Few if any nationally prominent Democrats are pro-life (although 40 percent of Democratic Party members are). They can’t afford to be. While John Kerry and Al Gore can say they are “personally opposed to abortion,” the activists who run the party will not tolerate actual votes to restrict it. Remember how they kept former Pennsylvania Governor Bob Casey from the platform at the Democratic National Convention because of his opposition to abortion? So much for the party of tolerance and diversity!

During a radio talk show in Chicago right before the election, a caller who was a union man scolded a party operative because the Democrats had walked away from him on key issues. When the operative naively asked, “Which issues?,” the caller replied, “Abortion and gay marriage. Want me to go on?” The operative said those were “rightwing” concerns–thereby inviting many traditional Democrats to take their votes elsewhere. And they have. While mocking Christian values may be good sport, it is lousy politics.

If Democratic leaders don’t jettison their hostility to Judeo-Christian values, they risk being in the minority for the foreseeable future. It’s their decision, but time is short. Already core voters among blacks, Hispanics, and Jews are beginning to abandon them.

Some Democrats are courageous enough to admit that the problem is with them, not some “American Taliban.” Rabbi Michael Lerner of Tikkun magazine said many liberals are “trapped in a long-standing disdain for religion and tone-deaf to the spiritual needs that underlie the move to the right.” Said Democratic Congressman Rahm Emmanuel, a former aide to Bill Clinton, “We need a nominee and a party that is comfortable with faith and values.” It’s about substance, though, not style. Visiting churches once every four years to troll for votes is not enough.

Some journalists are beginning to acknowledge their color-blindness, too. Last year Times columnist Nicholas Kristof admitted, “I can’t think of a single evangelical working for a major news organization.”

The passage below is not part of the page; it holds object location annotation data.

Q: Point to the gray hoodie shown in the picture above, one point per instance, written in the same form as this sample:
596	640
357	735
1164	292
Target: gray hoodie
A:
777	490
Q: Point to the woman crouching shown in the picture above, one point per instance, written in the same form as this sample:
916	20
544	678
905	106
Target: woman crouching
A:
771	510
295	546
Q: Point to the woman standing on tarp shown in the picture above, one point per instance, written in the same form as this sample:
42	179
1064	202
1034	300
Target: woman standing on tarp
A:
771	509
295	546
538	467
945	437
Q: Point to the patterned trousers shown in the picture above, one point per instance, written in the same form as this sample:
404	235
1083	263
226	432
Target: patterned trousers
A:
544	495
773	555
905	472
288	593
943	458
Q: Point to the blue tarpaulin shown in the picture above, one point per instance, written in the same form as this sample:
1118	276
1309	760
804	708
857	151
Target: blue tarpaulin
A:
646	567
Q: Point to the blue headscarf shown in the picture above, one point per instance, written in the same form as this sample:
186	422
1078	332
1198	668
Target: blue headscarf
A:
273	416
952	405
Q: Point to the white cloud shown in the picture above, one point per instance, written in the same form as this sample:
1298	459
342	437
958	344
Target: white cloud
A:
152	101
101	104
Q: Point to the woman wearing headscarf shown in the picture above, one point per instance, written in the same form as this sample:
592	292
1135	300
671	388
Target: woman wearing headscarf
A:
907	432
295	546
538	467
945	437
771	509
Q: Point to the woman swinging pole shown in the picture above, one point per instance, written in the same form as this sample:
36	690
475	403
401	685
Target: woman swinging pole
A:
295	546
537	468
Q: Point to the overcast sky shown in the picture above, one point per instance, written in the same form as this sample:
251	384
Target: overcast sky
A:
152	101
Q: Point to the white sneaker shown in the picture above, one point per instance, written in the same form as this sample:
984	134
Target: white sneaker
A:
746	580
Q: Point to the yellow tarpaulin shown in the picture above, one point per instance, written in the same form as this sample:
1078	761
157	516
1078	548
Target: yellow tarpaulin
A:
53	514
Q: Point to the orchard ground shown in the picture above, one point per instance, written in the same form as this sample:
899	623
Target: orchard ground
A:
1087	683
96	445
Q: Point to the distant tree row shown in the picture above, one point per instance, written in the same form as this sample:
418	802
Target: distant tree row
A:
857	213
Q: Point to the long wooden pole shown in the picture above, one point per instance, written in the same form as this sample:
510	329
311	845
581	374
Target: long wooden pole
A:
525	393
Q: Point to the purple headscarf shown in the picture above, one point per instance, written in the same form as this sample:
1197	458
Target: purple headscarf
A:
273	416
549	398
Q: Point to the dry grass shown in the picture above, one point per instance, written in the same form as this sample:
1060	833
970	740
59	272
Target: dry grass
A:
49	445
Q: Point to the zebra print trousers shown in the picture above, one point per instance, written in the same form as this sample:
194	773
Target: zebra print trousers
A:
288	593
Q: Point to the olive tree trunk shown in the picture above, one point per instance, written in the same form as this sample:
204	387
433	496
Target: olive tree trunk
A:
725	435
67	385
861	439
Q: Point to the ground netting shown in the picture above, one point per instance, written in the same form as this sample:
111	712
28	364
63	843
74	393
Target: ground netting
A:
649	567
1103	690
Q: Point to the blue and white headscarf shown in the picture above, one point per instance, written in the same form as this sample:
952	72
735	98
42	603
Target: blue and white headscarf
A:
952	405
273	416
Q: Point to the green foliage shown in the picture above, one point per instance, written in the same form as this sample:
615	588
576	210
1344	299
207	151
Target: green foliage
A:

Legendary journalism guru Roy Peter Clark, senior scholar at the Poynter Institute, said that the “churched people” who supported Bush are “invisible” to him. Clark wonders whether “there is something fundamentally myopic about how I see the world.” There is.

Unfortunately, Nancy Pelosi, Al Franken, Dan Rather, and Bruce Springsteen seem to suffer from the same spiritual nearsightedness. It caused them to stumble unprepared into last Tuesday’s avalanche. Until Democratic Party leaders once again start to take seriously the concerns of people of faith, they can expect to be buried for a long time.